Hacker News new | ask | show | jobs
by solarexplorer 1486 days ago
We do have these architectures already in the embedded space and as DSPs. I suppose, they would be interesting for supercomputers as well. But for general purpose CPUs they would be a difficult sell. Since the memory size and latency would be part of the ISA, binaries could not run unchanged on different memory configurations, you would need another software layer to take care of that. Context switching and memory mapping would also need some rethinking. Of course, all of this can be solved, but it would make adoption more difficult.
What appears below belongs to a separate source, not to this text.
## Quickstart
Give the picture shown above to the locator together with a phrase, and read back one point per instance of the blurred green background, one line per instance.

And last not least, unknown memory latency is not the only source of problems, branch (mis)predictions are another. And they have the same remedies as cache misses: multithreading and speculative execution.

So if you wanted to get rid of branch prediction as well, you could come up with something like the CRAY-1.

1 comments

You are right that a kind of multi-threading can be useful to mitigate the effects of branch mispredictions.

However, for this, fine-grained multi-threading is enough. Simultaneous multi-threading does not bring any advantage, because the thread with the mispredicted branch cannot progress.

Out-of-order execution cannot be used during branch mispredictions, so like I have said, both SMT and OoOE are techniques useful only when a data cache memory exists.

Any CPU with pipelined instruction execution needs a branch predictor and it needs to execute speculatively the instructions on the predicted path, in order to avoid the pipeline stalls caused by control dependencies between instructions. An instruction cache memory is also always needed for a CPU with pipelined instruction execution, to ensure that the instruction fetch rate is high enough.

Unlike simultaneous multi-threading, fine-grained multi-threading is useful in a CPU without a data cache memory, not only because it can hide the latencies of branch mispredictions, but also because it can hide the latencies of any long operations, like it is done in all GPUs.

Fine-grained multi-threading is significantly simpler to implement than simultaneous multi-threading.